- Born: 1887 Chicago
- Died: 1973 (aged 85–86)
- Occupation: Short story writer
- Writing career
- Pen name: De Lysle F. Cass
- Genre: fantasy

= De Lysle Ferrée Cass =

American novelist

De Lysle Ferrée Cass (1887-1973) was a writer of fantasy short stories.

He had at least six stories published pre-World War I in magazines from the Munsey pulp stable. These include: "Oahula the Carnivorous" (The All-Story March 1913); "Pilgrims in Love" (The All-Story Sep and Oct 1913); "The Love Caprice" (The All-Story November 1913); "Love Goes Blindly" (The All-Story Dec 1913); "The Man Who Could Not Die" (All Story March 1914 and The All-Story Mar 7, 1914); and "The White Spot" (All-Story Cavalier Weekly, Oct 24 and 31, 1914). His stories for the Munsey pulps are marked by a frank eroticism unusual for its time, together with frequent settings in Oriental climes.

==Biography==

Cass was born in Chicago on March 14, 1887. He attended Amherst College between 1908 and 1910 but left the school before graduation. He also attended Wesleyan College for one year.

He had a varied career largely as an editor and a writer. Out of college, he became associate editor for The Novelty news.
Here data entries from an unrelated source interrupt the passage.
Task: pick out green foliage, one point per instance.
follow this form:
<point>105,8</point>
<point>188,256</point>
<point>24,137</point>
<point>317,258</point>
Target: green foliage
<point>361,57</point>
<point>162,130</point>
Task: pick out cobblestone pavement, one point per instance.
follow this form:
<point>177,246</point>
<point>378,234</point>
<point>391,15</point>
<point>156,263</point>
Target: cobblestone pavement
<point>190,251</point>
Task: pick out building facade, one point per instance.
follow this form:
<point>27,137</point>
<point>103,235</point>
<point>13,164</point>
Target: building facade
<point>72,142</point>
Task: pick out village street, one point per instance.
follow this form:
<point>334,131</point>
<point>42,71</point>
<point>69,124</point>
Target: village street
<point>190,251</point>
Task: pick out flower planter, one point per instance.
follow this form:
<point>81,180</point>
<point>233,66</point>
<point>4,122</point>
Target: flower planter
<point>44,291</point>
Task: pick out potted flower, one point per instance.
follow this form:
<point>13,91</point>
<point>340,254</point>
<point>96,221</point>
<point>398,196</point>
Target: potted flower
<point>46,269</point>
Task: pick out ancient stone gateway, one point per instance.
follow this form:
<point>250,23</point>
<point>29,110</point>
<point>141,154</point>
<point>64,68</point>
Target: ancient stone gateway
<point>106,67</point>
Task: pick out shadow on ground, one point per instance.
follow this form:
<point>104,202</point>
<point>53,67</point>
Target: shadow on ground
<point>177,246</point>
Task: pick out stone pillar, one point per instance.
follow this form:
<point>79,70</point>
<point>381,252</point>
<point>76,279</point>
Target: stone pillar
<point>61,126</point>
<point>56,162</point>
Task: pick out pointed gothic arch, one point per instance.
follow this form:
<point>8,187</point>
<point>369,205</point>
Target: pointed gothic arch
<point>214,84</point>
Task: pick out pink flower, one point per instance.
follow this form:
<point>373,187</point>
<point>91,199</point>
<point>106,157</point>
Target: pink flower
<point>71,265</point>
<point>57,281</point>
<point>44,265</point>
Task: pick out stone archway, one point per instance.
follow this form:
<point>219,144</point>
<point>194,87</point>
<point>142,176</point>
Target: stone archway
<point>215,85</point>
There followed a long string of positions as editor or advertising representative for various trade journals, including The Office Outfitter, Towns Magazine, Boot and Shoe Recorder, Cook County Real Estate Board Quarterly, Dry Goods Guide and The Scoop.

In 1913, on serialisation publication of his story "Pilgrims of Love" (a.k.a. "The Love Caprice") in All-Story Weekly, horror writer H.P. Lovecraft roundly condemned the story's frank eroticism: " "Pilgrims in Love" by De Lysle Ferrée Cass, is contemptibly disgusting, unspeakably nauseating...We do not care for subjects so near allied to vulgarity, however 'diplomatically' they may be 'handled'. Of such 'Oriental love' we may speak in the words of the lazy but ingenious schoolboy, who when asked by his tutor to describe the reign of Caligula, replied 'that the less said about it the better'. We prefer a more idealized Orient to read about: let us have 'nature to advantage drest', as in the beautiful romance of "Prince Imbecile" by C. MacLean Savage, or "The Invisible Empire" by Stephen Chalmers."

Apart from the stories published in the Munsey magazines, Cass also published the following stories and poems:"The Visitor at Selangor" (Live Stories); "The Song of the Wedding-Dress" (poem) (Snappy Stories Dec #1 1916); "The Architect of Dreams" (nv) (Young’s Magazine Aug 1919); "Journal of an Expedition Into the Midlands" (The Smart Set Aug 1923); "The Things I Learned at Smith" (humorous) (College Life Nov 1928).

In 1917, just after his pulp stories began appearing, he founded and published a newspaperman's magazine, The Deadline. A year later he joined Fairchild Publications, and later worked for Modern Publications.

In 1923 he founded Babyhood, the only infants and maternity magazine in the United States at that time. During World War II, Cass worked as an information specialist for the Office of Public Affairs in Washington. After that came a number of jobs in industry, ending with a stint in the advertising department of the Off Appliance Publishing Company from 1946 to 1958, whereupon he retired.

In addition to The Airship Boys in the Great War, or the Rescue of Bob Russell (a novel, 1915, as by De Lysle F. Cass) and the stories he did for Munsey, Cass is listed as author of numerous newspaper features beginning in 1913, unspecified material for periodicals as varied as Short Stories, College Humor, Collier's and Good Housekeeping, as well as the author of two books, The Baby Book (1941) and Waggish Tales from the Czech (1949).

===As It Is Written===
His novel As It Is Written was published by Donald M. Grant, Publisher, Inc. in 1982 under the name "Clark Ashton Smith". The manuscript for the novel was discovered in the files of The Thrill Book magazine and mistakenly believed by several Clark Ashton Smith experts to be the work of Clark Ashton Smith using Cass as a pseudonym. After the novel was published, the mistake was discovered.

==Personal life==

In 1916 he married Norma Dorgan, who had once written an effusive letter about his work to the All-Story Weekly. They had a daughter, Denny.

Cass died on March 20, 1973, aged 86.